Les turbos de l’enfer
Cette ambiance luxueuse et raffinée change dès que vous écrasez en grand la pédale de droite pour la première fois. Après un infime temps de réponse, la poussée devient subitement étouffante et la Vanquish se transforme en supercar. Il se trouve que le V12 en question fournit 835 chevaux (à 6 500 tours/minute), mais surtout 1 000 Nm entre 2 500 et 5 000 tours/minute. A titre de comparaison, le V12 de 825 chevaux de la Lamborghini Revuelto administre 725 Nm à 6 750 tours / minute « seulement » et celui de 830 chevaux de la Ferrari 12cilindri envoie 678 Nm à partir de 2 500 tours/minute. Forcément, ça pousse comme une Véga Missyl !
Aston Martin ne se contente heureusement pas de laisser courir cette monstrueuse cavalerie sous le capot vers le seul train arrière sans le moindre contrôle comme au bon vieux temps des surpuissantes Vantage V600 préparées avec l’aide de Callaway. Outre une cartographie lissant la puissance sur les rapports inférieurs de la boîte dans les modes de conduite les plus sages, il reste de l’assistance électronique en position Sport+ et un bouton permettant comme dans la Vantage de désactiver l’ESP en gardant de l’antipatinage via une molette réglable sur 8 positions (jusqu’à la position 0 pour tout enlever). Et surtout, la suspension semble progresser par rapport à l’ancienne DBS Superleggera (déjà forte de 725 chevaux et 900 Nm) puisque la motricité abonde malgré l’architecture de pure propulsion.

Probablement bien aidée par son architecture « transaxle », sa bonne répartition des masses (49,4% à l’arrière, 50,6% sur l’avant) et ses Pirelli conçus sur mesure, la Vanquish produit des catapultages d’une intensité effrayante mais sans jamais devenir scabreuse.

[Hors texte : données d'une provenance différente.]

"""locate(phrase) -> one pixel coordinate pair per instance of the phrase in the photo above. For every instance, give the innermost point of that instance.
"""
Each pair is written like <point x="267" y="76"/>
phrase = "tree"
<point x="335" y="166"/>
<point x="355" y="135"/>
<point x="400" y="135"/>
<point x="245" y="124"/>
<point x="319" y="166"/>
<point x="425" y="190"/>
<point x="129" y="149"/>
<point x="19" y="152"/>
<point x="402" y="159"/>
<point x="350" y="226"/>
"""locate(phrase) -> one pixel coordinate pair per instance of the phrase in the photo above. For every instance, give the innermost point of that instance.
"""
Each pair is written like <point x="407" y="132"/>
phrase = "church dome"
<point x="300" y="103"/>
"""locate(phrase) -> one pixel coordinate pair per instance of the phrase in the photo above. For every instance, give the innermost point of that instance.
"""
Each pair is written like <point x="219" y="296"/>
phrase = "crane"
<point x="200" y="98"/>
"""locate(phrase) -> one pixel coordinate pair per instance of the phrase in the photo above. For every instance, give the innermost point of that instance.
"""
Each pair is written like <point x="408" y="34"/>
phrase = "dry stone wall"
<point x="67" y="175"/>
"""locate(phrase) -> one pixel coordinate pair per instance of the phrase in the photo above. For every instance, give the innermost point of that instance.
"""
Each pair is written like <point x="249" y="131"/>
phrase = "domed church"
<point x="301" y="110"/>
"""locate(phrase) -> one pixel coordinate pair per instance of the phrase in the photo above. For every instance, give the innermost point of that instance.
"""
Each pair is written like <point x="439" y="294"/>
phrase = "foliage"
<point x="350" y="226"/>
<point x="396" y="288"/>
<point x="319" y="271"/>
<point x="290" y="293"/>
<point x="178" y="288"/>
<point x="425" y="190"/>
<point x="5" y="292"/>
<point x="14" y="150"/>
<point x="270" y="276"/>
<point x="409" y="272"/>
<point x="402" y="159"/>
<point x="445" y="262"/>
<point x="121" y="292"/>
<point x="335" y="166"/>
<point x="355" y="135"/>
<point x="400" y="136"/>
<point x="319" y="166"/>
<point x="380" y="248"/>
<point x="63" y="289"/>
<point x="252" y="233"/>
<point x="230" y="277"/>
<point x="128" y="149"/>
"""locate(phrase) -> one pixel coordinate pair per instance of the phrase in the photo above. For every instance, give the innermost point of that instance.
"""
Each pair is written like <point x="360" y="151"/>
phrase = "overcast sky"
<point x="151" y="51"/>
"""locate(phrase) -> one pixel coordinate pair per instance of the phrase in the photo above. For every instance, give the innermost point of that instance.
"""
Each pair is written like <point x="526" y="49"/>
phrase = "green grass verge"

L’expérience de conduite ne ressemble à rien d’autre, à vrai dire : les montées en régime copieuses du V12 vous envoient vite au rupteur lors des phases d’accélération où l’on se cramponne littéralement au volant, puis il est temps d’écraser la pédale de frein heureusement reliée à d’énormes disques en carbone-céramique. Pendant ces phases d’accélération à pleine charge qui semblent ne durer qu’un instant, le V12 produit un hurlement plus feutré que celui des douze cylindres atmosphériques, moins viscéral mais plus bouillonnant. En terme d'allonge et de sensations, ce V12 biturbo rappelle celui de la Pagani Utopia avec un volume sonore légèrement atténué.
La boîte automatique ZF à huit rapports, modifiée par rapport à celle des autres Aston Martin de la gamme afin d’encaisser un tel couple, ne parvient pas à se montrer aussi réactive et permissive en conduite sportive qu’un système à double embrayage alors qu’elle excellait en conduite tranquille. Heureusement, elle ne gâche pas le plaisir pour autant et impose juste d’anticiper un peu : il faut dire qu’avec un rupteur installé à 7 000 tours/minute et des montées en régime si rapides, on la sollicite souvent !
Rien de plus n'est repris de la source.